16 December 2006

This takes the cake.

New York has just passed a ban on trans fats. I'm having philosophical troubles as a result.

I'm all for a reasonable amount of health-consciousness, but I just can't quite stomach the idea of the government dictating what I am allowed to eat when I go out. (I can't stomach it! Get it? I'm so funny.) In a nation formed with deference to Liberty and Freedom--instead of, say, universal health care (not that the welfare state is a bad model, mind you, but it is a different model)--this strikes me as quite an intrusion.

And it's different even from the oft-maligned no-smoking-in-public-establishments laws (with which, frankly, I have no problem). We ban smoking in commercial establishments because we are worried about how one person's carcinogen will affect another person's lungs. This is an extension, albeit a very great extension, of the ban on murder: sure, it limits your freedoms, but it does so in order to protect that guy standing next to you. The same concept informs all sorts of socially responsible legislation: pollution laws, public drunkenness laws, gun laws at a stretch. We limit what you can do because we are worried about the harm it will cause others.

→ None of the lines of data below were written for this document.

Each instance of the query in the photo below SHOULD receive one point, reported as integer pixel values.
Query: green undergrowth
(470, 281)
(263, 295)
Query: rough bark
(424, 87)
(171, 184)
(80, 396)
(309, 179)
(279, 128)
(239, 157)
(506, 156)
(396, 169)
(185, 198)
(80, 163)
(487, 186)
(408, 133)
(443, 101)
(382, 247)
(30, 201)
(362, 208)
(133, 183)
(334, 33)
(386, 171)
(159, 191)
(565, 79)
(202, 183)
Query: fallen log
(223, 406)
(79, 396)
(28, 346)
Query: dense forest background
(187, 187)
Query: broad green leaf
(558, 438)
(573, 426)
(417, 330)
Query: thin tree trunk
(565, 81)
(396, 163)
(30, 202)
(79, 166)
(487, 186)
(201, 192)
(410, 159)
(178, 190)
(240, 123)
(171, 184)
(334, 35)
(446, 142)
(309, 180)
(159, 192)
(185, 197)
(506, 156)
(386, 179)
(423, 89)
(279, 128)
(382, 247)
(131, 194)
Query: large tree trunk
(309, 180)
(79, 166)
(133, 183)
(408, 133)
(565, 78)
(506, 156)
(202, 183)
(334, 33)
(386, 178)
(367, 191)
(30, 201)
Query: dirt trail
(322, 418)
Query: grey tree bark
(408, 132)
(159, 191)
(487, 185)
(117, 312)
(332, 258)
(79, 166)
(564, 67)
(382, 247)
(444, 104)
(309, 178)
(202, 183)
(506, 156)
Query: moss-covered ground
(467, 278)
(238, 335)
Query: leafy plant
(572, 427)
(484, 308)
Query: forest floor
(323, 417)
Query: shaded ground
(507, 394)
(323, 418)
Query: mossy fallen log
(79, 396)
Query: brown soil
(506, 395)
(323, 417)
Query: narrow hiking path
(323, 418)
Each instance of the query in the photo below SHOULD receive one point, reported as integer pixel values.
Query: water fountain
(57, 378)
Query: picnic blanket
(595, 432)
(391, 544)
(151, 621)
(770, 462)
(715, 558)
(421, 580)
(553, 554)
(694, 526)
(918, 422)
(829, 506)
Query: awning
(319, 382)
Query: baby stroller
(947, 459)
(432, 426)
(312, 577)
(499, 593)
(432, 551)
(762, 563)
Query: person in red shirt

But no amount of stretching makes it reasonable to ban me from publicly eating foods that are bad for me. If I like my flans nice and fluffy (that is, made with shortening) instead of densely rock-like (made with trans fat-free butter), I kind of think that should be my call.

There are all sorts of things a health-conscious legislature can do to make sure that I'm not accidentally jeopardizing my own well-being when I bite into my flan, too. It could force all restaurants to publish ingredients lists. It could run a public campaign explaining the dangers of trans fats and telling us which foods contain them. It could give tax breaks to restaurants that don't serve trans fats, or could institute a sin tax on those who do. I'd stand by any of those moves as well within the prerogative of the government (even if, separate from that issue, I might find some of them a bit silly). In fact, enabling the transfer of information really seems like an ideal government project, allowing me to make my own choices in that much more confident a way.

But banning the public serving of, say, Crisco-laced biscuits? Oh, come on. That sounds awfully like a Big Daddy State to me.

There is, of course, some real public justification for this move. Obesity in America is a true problem. Moreover, your health issues very well might affect me: if you have a heart attack and are on Medicare, or welfare, or Family Health Plus (New York's free health insurance for anybody who is 1. uninsured and 2. too rich for Medicaid), then my tax dollars are subsidizing your hospital stay. Your good health is good for my wallet.

But somehow, I think that basic universal health care is compatible with the preservation of a person's ability to do what she wants when it causes neither mental nor bodily harm to another.

Maybe what I mean is this: a higher financial cost to me--that is, slightly higher taxes--seem a worthy price to pay for the assurance that I mostly get to be in charge of my own decisions in life. It's one of the most desirable government expenditures I can think of, in fact. If your gastronomic choices had a 40% chance of giving me cancer, or if they predictably caused me serious mental anguish, then I'd say "legislate them away!" without much hesitation. But there is an essential tradeoff between the individual and the community. If the communal costs of this bit of individual choice are mostly financial, then I have to say that we privilege a person's ability to eat what they enjoy, cooked how they enjoy it.

I'm generally in favor of ensuring collective welfare through our governments--and I think, as a result, that things like Social Security and universal health care are broadly good. But, what can I say, I do detect in myself some strong libertarian tendencies when it comes to messing with the menus of my favorite restaurants. I maintain, perhaps ridiculously, that this is not a double standard.